Rodopiei nos calcanhares e voltei na loja, irrompendo segura de que nada nem ninguém poderia impedir a compra.
- O senhor me traz um 39 e um 40 desse aqui? Preto.
Sem nem olhar para o lado, sentei-me, tirei minhas botas sujas de barro e fiquei esperando para experimentar os sapatos. Só então me dei conta que estava com meias cheias de carrapicho de capim e respingadas de lama e algo mais, que levantava um cheiro característico de chulé com bosta de vaca.
Meu Deus! E agora? Sair correndo? Comprar sem experimentar como se fosse um presente? Mas eu já estava descalça e o homem já estava voltando com os sapatos.
Não dava mais tempo para qualquer reação a não ser encarnar o papel de que tudo aquilo era perfeitamente normal e dentro do script. Assim, tirei as meias grossas, calcei os sapatos novinhos e com a cara mais deslavada optei por um dos tamanhos.
Enquanto o vendedor foi fechar a compra, lentamente vesti as meias sujas, as botas enlameadas, olhando em volta com o rabo do olho. Aparentemente, ninguém havia prestado atenção ao que estava acontecendo comigo. Graças a Deus! Rapidamente, fui pagar a conta esticando a mão com o cartão, sem nem olhar para a moça do caixa. Só ao sair da loja que vi as pelotas de barro e a mancha de lama que ficou no carpete da loja.

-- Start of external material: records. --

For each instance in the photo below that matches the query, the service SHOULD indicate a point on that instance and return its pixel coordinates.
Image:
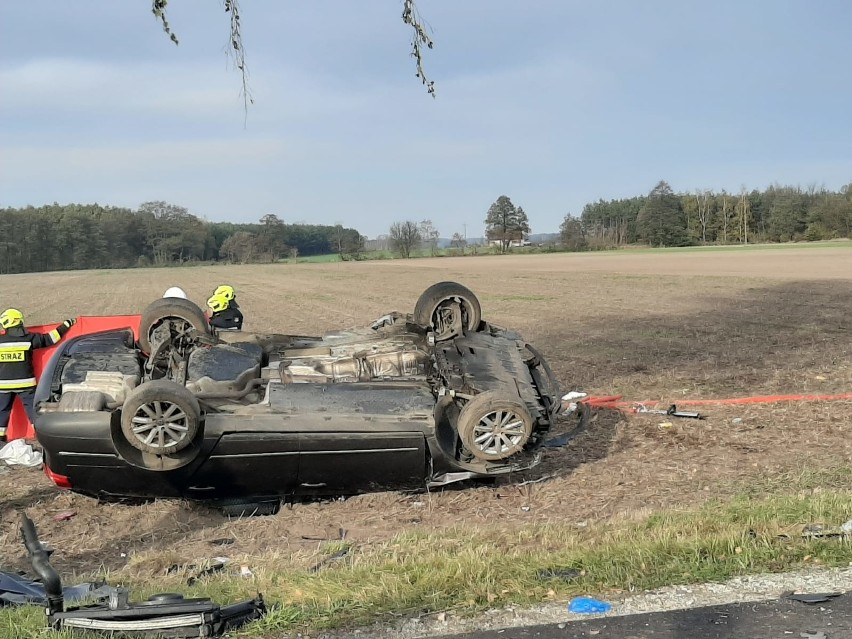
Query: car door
(361, 461)
(247, 464)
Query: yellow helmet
(11, 317)
(217, 303)
(225, 291)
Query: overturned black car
(412, 401)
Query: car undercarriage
(411, 400)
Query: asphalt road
(778, 619)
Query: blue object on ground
(588, 606)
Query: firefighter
(17, 376)
(228, 293)
(225, 316)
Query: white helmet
(175, 291)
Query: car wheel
(184, 315)
(449, 309)
(160, 417)
(492, 427)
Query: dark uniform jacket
(231, 318)
(16, 355)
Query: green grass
(469, 571)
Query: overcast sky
(554, 103)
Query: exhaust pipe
(40, 559)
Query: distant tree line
(666, 218)
(84, 236)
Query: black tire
(170, 307)
(440, 306)
(160, 417)
(491, 414)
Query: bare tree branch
(411, 17)
(158, 8)
(235, 50)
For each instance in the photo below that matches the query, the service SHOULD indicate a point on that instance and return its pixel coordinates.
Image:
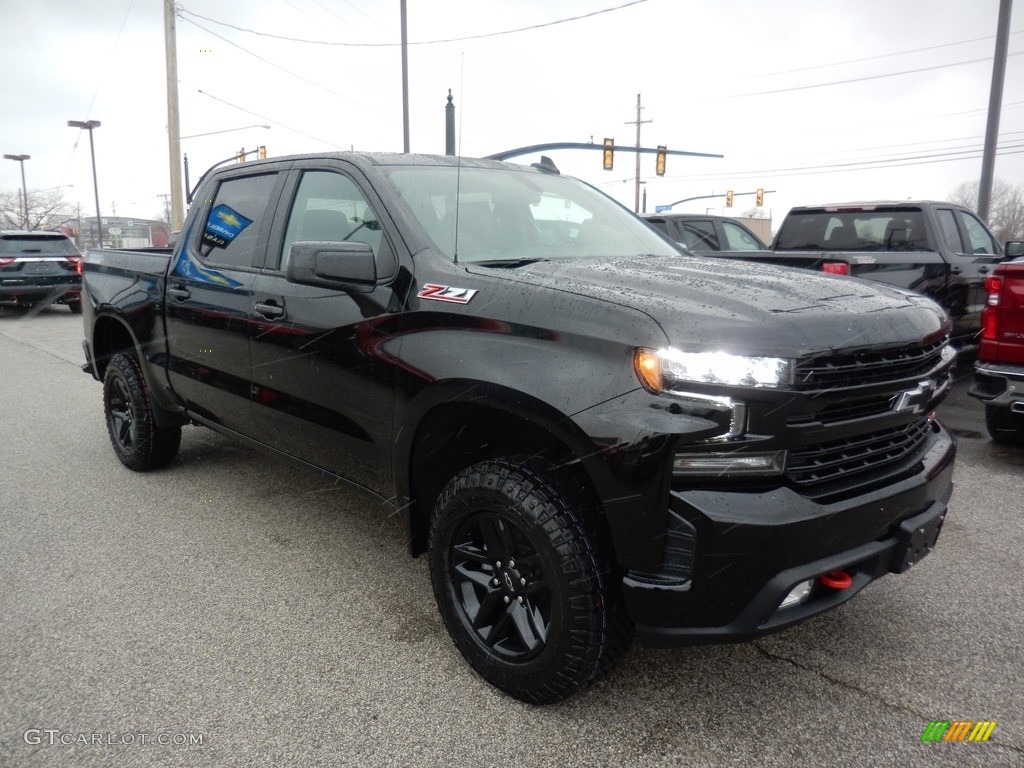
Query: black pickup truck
(591, 434)
(940, 250)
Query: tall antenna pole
(637, 123)
(173, 124)
(404, 80)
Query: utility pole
(173, 121)
(25, 189)
(637, 123)
(404, 79)
(167, 207)
(994, 105)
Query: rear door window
(238, 215)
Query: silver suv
(40, 267)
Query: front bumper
(741, 553)
(998, 385)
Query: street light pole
(25, 190)
(89, 125)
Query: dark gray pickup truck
(589, 433)
(940, 250)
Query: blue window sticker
(223, 225)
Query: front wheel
(522, 583)
(138, 442)
(1004, 425)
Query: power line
(270, 120)
(278, 67)
(181, 10)
(872, 58)
(895, 162)
(986, 59)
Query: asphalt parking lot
(231, 610)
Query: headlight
(662, 371)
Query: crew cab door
(210, 295)
(323, 384)
(972, 254)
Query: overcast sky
(821, 100)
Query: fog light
(799, 594)
(771, 463)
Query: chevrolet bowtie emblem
(914, 400)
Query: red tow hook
(836, 580)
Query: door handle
(269, 309)
(178, 293)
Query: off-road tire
(137, 441)
(524, 583)
(1004, 425)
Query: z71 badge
(446, 293)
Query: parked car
(40, 267)
(941, 250)
(998, 377)
(706, 233)
(588, 435)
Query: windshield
(46, 245)
(875, 229)
(477, 215)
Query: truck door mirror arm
(346, 266)
(1013, 249)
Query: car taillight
(836, 267)
(993, 287)
(989, 324)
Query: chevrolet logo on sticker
(914, 400)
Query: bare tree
(1006, 217)
(46, 209)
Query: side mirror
(1013, 250)
(346, 266)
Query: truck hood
(748, 307)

Já fora do lugar, o coração a mil como quando aprontava escondida dos pais, nada importava mais, pois havia comprado o calçado e vencido todas as convenções sociais impostas.
É claro que o sapato ficou um tempão guardado no armário, já que comprá-lo numa loja desconhecida, com um vendedor anônimo foi até fácil, mas exibí-lo em público já seriam outros quinhentos!

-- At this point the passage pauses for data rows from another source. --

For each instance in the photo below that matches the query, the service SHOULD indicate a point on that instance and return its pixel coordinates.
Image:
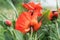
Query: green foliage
(9, 9)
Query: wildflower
(53, 15)
(26, 20)
(8, 22)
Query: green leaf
(18, 35)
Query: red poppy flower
(8, 22)
(26, 20)
(53, 15)
(34, 7)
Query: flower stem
(57, 29)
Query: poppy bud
(8, 22)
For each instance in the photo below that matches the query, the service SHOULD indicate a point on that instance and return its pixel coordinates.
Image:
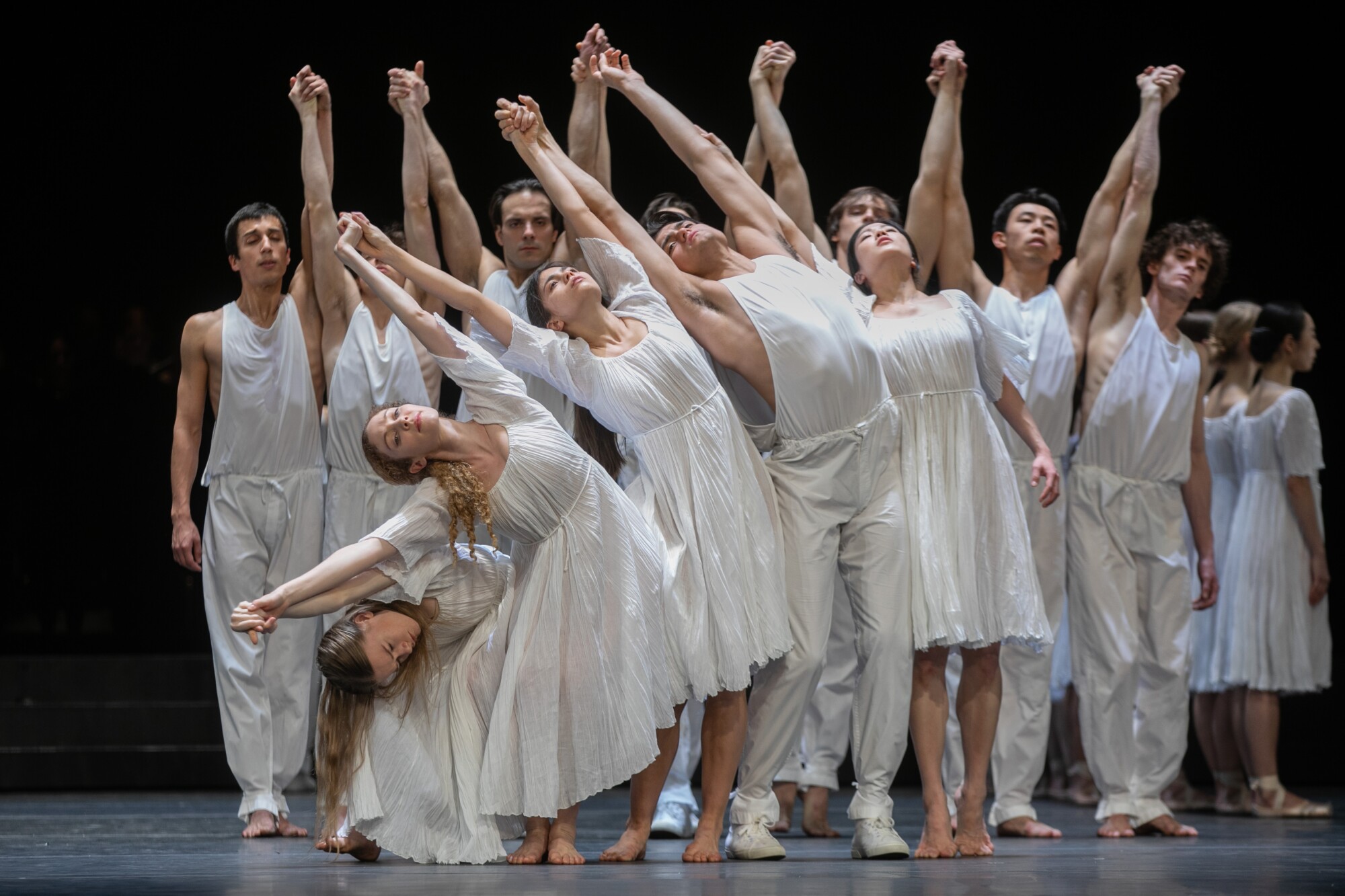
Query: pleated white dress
(584, 682)
(974, 577)
(701, 483)
(1207, 646)
(1276, 641)
(416, 792)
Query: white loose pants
(1130, 631)
(260, 533)
(1024, 727)
(841, 507)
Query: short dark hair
(851, 196)
(1277, 321)
(1024, 197)
(1196, 232)
(523, 185)
(849, 251)
(669, 201)
(252, 212)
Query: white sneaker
(876, 838)
(753, 841)
(675, 819)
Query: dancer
(1141, 458)
(809, 384)
(1054, 319)
(411, 678)
(259, 362)
(1217, 709)
(945, 358)
(1278, 635)
(584, 684)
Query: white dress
(1207, 643)
(974, 577)
(416, 792)
(1276, 641)
(701, 486)
(584, 681)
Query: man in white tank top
(1054, 321)
(1141, 459)
(259, 361)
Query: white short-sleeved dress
(974, 579)
(703, 486)
(1276, 639)
(416, 792)
(584, 680)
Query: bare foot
(1024, 826)
(629, 848)
(262, 823)
(1117, 826)
(1168, 826)
(816, 813)
(533, 849)
(786, 792)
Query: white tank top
(268, 415)
(368, 374)
(828, 373)
(1140, 425)
(502, 291)
(1050, 389)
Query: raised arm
(755, 225)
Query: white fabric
(1274, 638)
(703, 486)
(263, 528)
(416, 792)
(584, 682)
(839, 493)
(973, 581)
(1207, 646)
(502, 291)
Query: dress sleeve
(1300, 436)
(999, 352)
(493, 395)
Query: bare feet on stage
(816, 813)
(1026, 826)
(786, 792)
(1168, 826)
(1117, 826)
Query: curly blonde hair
(462, 490)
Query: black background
(145, 138)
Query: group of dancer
(693, 460)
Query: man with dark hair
(264, 518)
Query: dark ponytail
(1276, 322)
(592, 436)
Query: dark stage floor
(153, 844)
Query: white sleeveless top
(828, 373)
(268, 421)
(1140, 425)
(1050, 388)
(502, 291)
(368, 374)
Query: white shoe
(753, 841)
(876, 838)
(675, 819)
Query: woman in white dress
(1280, 639)
(404, 772)
(974, 580)
(584, 684)
(1217, 709)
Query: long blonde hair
(462, 490)
(346, 708)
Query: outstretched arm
(755, 225)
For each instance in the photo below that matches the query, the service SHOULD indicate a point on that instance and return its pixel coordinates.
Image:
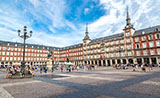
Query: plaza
(103, 82)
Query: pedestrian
(40, 69)
(61, 68)
(52, 68)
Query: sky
(61, 23)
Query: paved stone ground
(104, 82)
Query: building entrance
(104, 63)
(124, 61)
(99, 62)
(108, 61)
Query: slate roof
(98, 40)
(147, 30)
(6, 43)
(108, 38)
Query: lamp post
(24, 36)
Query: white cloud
(86, 10)
(36, 3)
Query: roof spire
(128, 19)
(86, 36)
(86, 27)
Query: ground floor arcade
(113, 61)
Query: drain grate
(52, 76)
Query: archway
(124, 61)
(99, 62)
(130, 61)
(146, 60)
(154, 61)
(108, 61)
(113, 62)
(104, 62)
(118, 61)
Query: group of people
(136, 67)
(13, 69)
(71, 68)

Eis que um dia surgiu uma oportunidade para usá-lo numa reunião familiar, assim o mico, se houvesse, ficaria em casa. E o melhor de tudo é que minha irmã, a patrulheira da moda, que sempre me mede de cima a baixo, não iria.
A fim de tirar a atenção dos sapatos, caprichei no cabelo, na maquiagem, no colar e brincos e fui.
Como a vida não facilita muito quando é para nos ensinar, foi exatamente a minha irmã que abriu a porta da casa da minha prima. Seu outro compromisso havia sido desmarcado e ela resolveu aparecer na reunião familiar.
Após me olhar de cima a baixo, parou nos meus sapatos.
- Sapatos novos?
- É.
- Onde você comprou?
- Numa lojinha no interior.
- Bonitos. Gostei.
A verdade é que apesar dos meus esforços para tirar a atenção do meu sapato, eles acabaram sendo muito comentados e elogiados. Lógico que nunca contei que eram masculinos. E depois disso, comprei outros pares, bem como camisas masculinas, que ficam um charme com jeans.

Exibo todos os artigos com garbo e quando me perguntam onde comprei logo penso: sabe de nada inocente!